The bitcoin price has experienced a “gut-wrenching” decline in 2018, and Wall Street strategy firm Fundstrat believes it has finally identified the reason why.
Writing in a recent note to clients, Fundstrat founder Tom Lee stated that the bitcoin price tends to decline leading into futures expiration dates, suggesting that these products are a major driver of bitcoin’s movements.
“Bitcoin sees dramatic price changes around CBOE futures expirations. This was something flagged by Justin Saslaw at Raptor Group. We compiled some of the data and this indeed seems to be true,” Lee wrote, according to CNBC. “Overall, bitcoin has fallen 18 percent in the 10 days prior to CBOE contract expiration.”

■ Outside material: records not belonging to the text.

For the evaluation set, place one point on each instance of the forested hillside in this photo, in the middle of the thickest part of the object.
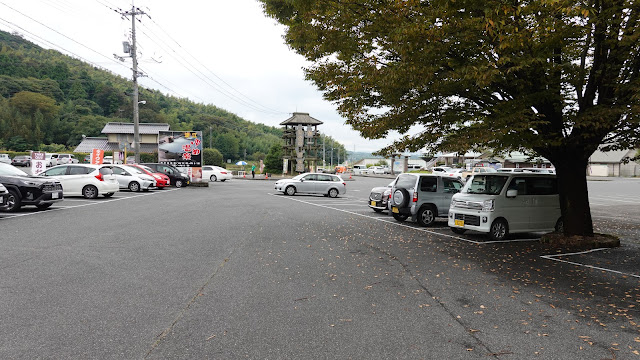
(49, 100)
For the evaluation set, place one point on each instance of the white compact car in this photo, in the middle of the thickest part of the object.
(502, 203)
(132, 178)
(84, 180)
(313, 183)
(215, 173)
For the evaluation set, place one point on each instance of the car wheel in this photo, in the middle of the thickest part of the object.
(458, 231)
(559, 226)
(134, 186)
(400, 197)
(499, 230)
(400, 217)
(426, 215)
(14, 201)
(90, 192)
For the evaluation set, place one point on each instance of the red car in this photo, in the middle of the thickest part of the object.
(162, 180)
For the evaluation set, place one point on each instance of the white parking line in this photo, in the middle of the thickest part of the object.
(553, 257)
(89, 203)
(379, 219)
(548, 257)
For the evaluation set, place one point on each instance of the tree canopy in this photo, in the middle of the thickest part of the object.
(556, 78)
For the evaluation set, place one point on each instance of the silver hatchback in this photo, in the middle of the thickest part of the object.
(313, 183)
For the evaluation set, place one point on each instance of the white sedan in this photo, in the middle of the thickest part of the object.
(132, 178)
(215, 173)
(84, 179)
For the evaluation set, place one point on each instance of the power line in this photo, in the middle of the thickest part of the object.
(200, 75)
(57, 32)
(214, 74)
(53, 45)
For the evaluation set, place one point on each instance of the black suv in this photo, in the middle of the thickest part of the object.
(175, 176)
(28, 190)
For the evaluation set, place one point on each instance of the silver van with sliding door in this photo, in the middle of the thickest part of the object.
(502, 203)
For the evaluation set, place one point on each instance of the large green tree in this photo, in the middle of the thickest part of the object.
(556, 78)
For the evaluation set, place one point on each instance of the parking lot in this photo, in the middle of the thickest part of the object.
(238, 270)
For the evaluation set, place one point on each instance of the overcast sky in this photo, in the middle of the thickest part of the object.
(221, 52)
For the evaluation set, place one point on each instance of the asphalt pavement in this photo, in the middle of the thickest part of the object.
(235, 270)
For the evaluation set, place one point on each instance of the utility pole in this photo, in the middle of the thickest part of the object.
(136, 113)
(332, 153)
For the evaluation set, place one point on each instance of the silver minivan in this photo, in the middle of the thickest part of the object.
(423, 197)
(502, 203)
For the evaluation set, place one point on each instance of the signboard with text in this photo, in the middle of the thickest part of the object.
(38, 162)
(182, 149)
(97, 156)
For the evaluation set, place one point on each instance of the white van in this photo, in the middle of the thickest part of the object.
(502, 203)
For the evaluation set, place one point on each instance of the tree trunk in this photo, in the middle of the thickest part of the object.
(574, 196)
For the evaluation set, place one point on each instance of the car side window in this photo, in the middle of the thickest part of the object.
(117, 171)
(406, 181)
(451, 186)
(79, 170)
(520, 184)
(542, 186)
(429, 184)
(62, 170)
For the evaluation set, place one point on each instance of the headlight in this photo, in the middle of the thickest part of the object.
(488, 205)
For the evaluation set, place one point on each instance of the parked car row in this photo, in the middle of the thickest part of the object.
(494, 203)
(18, 189)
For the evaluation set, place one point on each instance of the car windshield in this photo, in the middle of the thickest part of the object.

“A broader observation is there is significant volatility around these expirations,” added Lee, a former managing director at JPMorgan. “And on average, the price recovered by day six [following expiration].”
Previously, Fundstrat had attributed the market downturn to tax-based selling, as traders who took profits in 2017 were forced to sell some of their remaining holdings to cover their capital gains liabilities. However, contrary to their prediction, the bitcoin price did not see a sustained recovery following the income tax return deadline in mid-April.
Now, the firm is joining a growing number of voices who have connected futures to the recent market downturn.
Prior to their launch, many investors and analysts believed that bitcoin futures would legitimize cryptocurrency in the eyes of institutional investors. Instead, institutions have remained on the sidelines, and an increasing number of researchers have said that these products have — to date — weighed heavily on the market.
As CCN.com reported, a recent research report published by the US Federal Reserve suggested that the launch of bitcoin futures triggered the start of the present bear market, largely because it gave bears their first real opportunity (on a regulated US exchange, anyway) to short the bitcoin price.
However, others allege that the decline has been a natural correction in response to suspicious market activity during last year’s bull run. Recently, researchers at the University of Texas released a 66-page report suggesting that Tether’s dollar-pegged USDT token may have been used to artificially inflate the bitcoin price on several exchanges.